SHEBOYGAN, Wis. — Hiroshi Iwata of Japan fired a 90-yard wedge from the rough on No. 18 that nearly rolled in before settling 3 feet from the cup. That tap-in par for a 63 was the best score at the PGA Championship so far and good enough to match the lowest single round ever in a major.
“I’m honored to be here to be interviewed. But when I came in,” Iwata smiled and said through an interpreter,” I thought it was going to be more people.”
Iwata’s round Friday was 14 strokes better than his opening-day score of 77, which came in drier, much windier conditions. He is at 4-under 140 for the tournament, five shots behind leaders Jason Day and Matt Jones when play was suspended for the day because of a storm.
Just two months ago, Iwata shot a 10-under 62 in the second round of the Thailand Open. Asked the difference between those rounds, he laughed and said, “Just one shot different. Nothing else.”
The 34-year-old pro has won twice on Japan’s tour and is currently No. 2 on the money list. This was his first PGA Championship and only his second time playing in the United States, following an appearance at the Sony Open in Hawaii, where he failed to make the cut. His best finish on the PGA Tour was a tie for third at the World Golf Championship-HSBC event in November.
Iwata said courses on this side of the Pacific were considerably more challenging because of the long par 4s.
“In Japan, I don’t shoot a long iron a lot, but here I have to,” he said.
This was the 27th round of 63 recorded at a major — the 13th at a PGA. The previous one came from Jason Dufner at the PGA in 2013 at Oak Hill Country Club.

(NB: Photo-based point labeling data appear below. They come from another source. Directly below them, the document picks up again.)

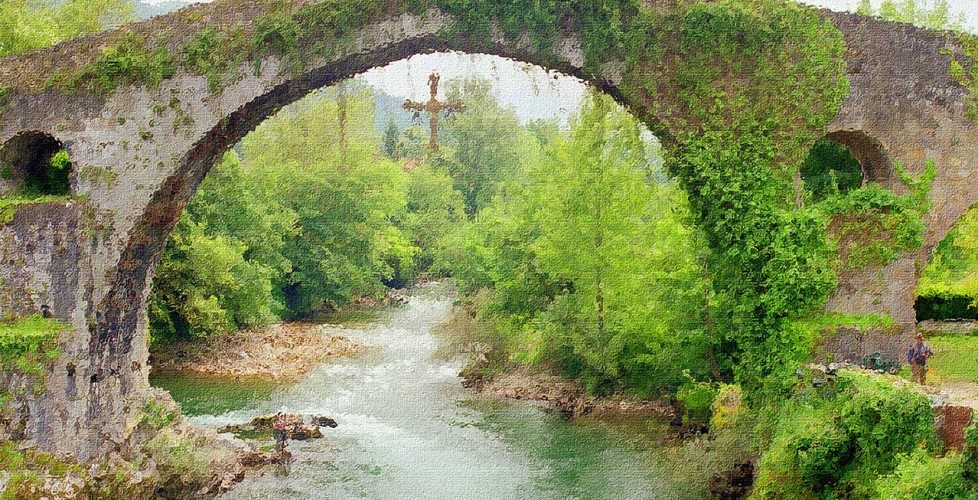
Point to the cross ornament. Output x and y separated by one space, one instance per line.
433 107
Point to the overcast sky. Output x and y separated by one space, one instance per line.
528 90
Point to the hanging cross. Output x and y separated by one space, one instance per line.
433 107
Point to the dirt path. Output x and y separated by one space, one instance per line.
961 393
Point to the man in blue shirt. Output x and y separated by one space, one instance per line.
917 357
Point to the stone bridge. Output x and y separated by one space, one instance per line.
140 150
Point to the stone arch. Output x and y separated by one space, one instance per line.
872 156
130 281
25 161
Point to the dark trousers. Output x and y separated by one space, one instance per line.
918 373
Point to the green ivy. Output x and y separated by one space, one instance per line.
214 54
129 61
873 225
965 71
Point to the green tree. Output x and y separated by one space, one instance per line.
32 24
223 259
487 143
591 268
931 14
321 159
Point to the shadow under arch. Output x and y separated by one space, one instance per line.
116 323
872 156
29 164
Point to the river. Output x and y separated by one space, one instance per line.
407 428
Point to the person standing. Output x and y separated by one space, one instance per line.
917 356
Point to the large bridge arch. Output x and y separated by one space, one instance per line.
142 149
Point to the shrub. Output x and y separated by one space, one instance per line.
920 476
697 400
839 441
727 408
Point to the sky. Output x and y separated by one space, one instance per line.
529 90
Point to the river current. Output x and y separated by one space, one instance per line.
408 429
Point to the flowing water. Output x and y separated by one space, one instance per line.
407 429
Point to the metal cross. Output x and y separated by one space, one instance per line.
433 107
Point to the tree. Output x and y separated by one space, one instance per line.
320 158
30 24
919 12
487 143
223 259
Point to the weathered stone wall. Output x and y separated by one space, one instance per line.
140 153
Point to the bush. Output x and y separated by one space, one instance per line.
697 400
920 476
944 305
838 443
727 408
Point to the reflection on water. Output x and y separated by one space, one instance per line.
407 429
214 395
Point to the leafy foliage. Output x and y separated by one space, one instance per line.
32 24
837 441
221 261
933 14
830 169
949 284
591 267
129 61
920 476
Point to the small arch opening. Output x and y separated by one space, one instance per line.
34 165
845 160
830 168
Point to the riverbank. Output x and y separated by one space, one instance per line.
567 396
281 352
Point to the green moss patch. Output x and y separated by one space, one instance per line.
10 204
129 61
27 344
955 357
873 225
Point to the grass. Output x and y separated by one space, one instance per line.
31 335
955 357
10 204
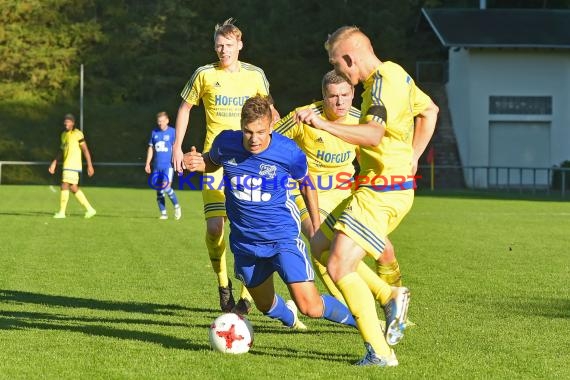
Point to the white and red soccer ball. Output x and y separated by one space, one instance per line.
231 334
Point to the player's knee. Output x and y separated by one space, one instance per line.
336 268
388 255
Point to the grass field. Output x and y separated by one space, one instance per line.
124 295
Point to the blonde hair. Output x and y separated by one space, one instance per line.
339 35
227 29
332 77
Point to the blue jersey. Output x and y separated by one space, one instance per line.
162 142
257 189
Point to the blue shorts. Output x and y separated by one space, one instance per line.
289 260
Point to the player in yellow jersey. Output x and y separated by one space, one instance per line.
330 159
397 122
223 87
72 145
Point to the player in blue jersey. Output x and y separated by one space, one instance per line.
160 147
264 221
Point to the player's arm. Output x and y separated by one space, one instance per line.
309 194
87 154
274 113
424 128
182 119
149 154
368 134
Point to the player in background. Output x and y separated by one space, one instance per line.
391 142
72 145
331 165
264 221
160 148
223 87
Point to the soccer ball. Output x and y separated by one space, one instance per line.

Johnny Miller hit the mark first, at the U.S. Open in 1973. He remains the only player to close a major with a 63 to win the tournament. Two golfers — Vijay Singh and Greg Norman — both shot 63 on two occasions. Isao Aoki, the Hall of Fame golfer from Japan whom Iwata described as a “legend,” also shot 63 in a major — the third round of the 1980 British Open.
Iwata got rolling with three birdies on a front-nine 34. After a birdie at No. 13 — the last of three straight — he said thought he might shoot 27 on the back. Instead he settled for 29.
He also seemed prepared for the attention, wearing a black polo shirt with a black-and-white, cross-hatch design on one side of the placket that looked as if he was wearing a tie.
But he acknowledged that he arrived with modest goals, and despite the scintillating performance he didn’t want to get ahead of himself.
“When I came here,” he said, “I was thinking just to make my game better and better and on Sunday, I can be in the top 10.”